Hast du ein Bild von dem Teil, Hersteller Typenbezeichnung etc.?


----------



## alfa75turbo (9 März 2018)

Softi79 schrieb:


> Hast du ein Bild von dem Teil, Hersteller Typenbezeichnung etc.?




Siemens 6GK1415-0AA01 DP/ EIB Link

Das ist ein uraltes Teil das schon längst abgekündigt ist. Ich dachte nur eventuell hat ja noch wer was.


----------



## Softi79 (9 März 2018)

Schau mal hier
https://support.industry.siemens.co...rface-6gk1-415-2aa10/51768?page=0&pageSize=10

Wenn das Gerät noch original Verpackt ist, dann sollte da eine Diskette dabei sein, bze. Verusch mal Kontakt mit den Ebay-Verkäufern aufzunehmen möglicherweise schickt dir jemand den Inhalt der Diskette per Mail

Parallel habe ich unseren Siemens Support angeschrieben, sobald ich etwas bekomme, melde ich mich.
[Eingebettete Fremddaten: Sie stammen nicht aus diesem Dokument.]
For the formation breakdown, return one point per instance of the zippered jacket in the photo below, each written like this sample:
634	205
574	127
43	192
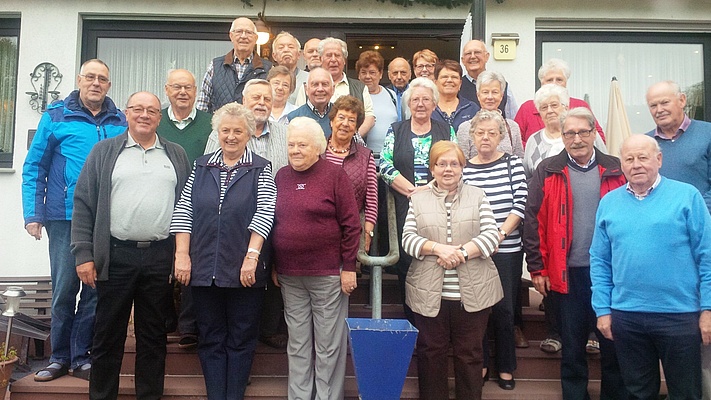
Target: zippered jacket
65	135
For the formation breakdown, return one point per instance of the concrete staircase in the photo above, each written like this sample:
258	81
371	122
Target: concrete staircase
537	376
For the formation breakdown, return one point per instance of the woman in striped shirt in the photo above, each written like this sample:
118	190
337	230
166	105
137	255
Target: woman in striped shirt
503	179
450	232
347	115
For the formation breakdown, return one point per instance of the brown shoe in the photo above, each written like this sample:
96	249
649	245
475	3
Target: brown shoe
520	338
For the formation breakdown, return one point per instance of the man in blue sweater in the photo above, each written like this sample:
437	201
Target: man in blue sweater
650	267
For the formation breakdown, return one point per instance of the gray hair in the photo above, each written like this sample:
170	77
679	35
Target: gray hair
578	112
253	82
486	115
423	83
285	34
554	64
332	40
488	77
551	90
311	128
236	110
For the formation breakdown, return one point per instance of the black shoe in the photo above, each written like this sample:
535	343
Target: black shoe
507	384
187	342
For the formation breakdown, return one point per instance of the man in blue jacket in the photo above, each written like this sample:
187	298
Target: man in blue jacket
66	133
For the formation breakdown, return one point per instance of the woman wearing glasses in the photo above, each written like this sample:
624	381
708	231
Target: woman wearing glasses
404	161
502	178
452	283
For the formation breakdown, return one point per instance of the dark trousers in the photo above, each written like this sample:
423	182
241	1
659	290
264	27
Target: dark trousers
138	277
228	324
502	313
464	331
576	320
642	339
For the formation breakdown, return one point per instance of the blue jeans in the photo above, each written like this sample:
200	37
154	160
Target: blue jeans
642	339
576	321
72	323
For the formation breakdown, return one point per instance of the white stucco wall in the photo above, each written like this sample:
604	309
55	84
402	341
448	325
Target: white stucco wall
51	31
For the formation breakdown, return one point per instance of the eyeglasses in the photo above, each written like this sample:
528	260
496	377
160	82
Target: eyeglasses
422	67
91	78
242	32
571	134
178	88
152	112
453	165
Die Dokumentation findest du unter
https://support.industry.siemens.com/cs/document/2752208/dp-eib-link?dti=0&lc=de-WW

Gruß Softi


----------



## alfa75turbo (9 März 2018)

Softi79 schrieb:


> Schau mal hier
> https://support.industry.siemens.co...rface-6gk1-415-2aa10/51768?page=0&pageSize=10
> 
> Gruß Softi



Dort gehts um einen DP/ASi Link. Ich Suche alles über einen DP/Eib Link.
Das Gerät ist nicht originalverpackt.

BG Andreas


----------



## Softi79 (9 März 2018)

*GSD-Datei für 6GK14150AA01*

Anhang anzeigen 40719

Hier die gewünschten Dateien.... Auf die Siemens Hotline war mal wieder verlass 


Viel Spaß damit


----------



## alfa75turbo (11 März 2018)

Softi79 schrieb:


> Anhang anzeigen 40719
> 
> Hier die gewünschten Dateien.... Auf die Siemens Hotline war mal wieder verlass
> Viel Spaß damit



Vielen Danke dafür, das hilft mir sehr. Angeblich hat es auch noch ein Beispielprojekt gegeben für S7.
Eventuell hat das ja auch noch jemand. Das war anscheinend früher auf der Support Seite von Siemens 
zu Download. Falls nicht ist es aber auch nicht so tragisch.

LG Andreas


----------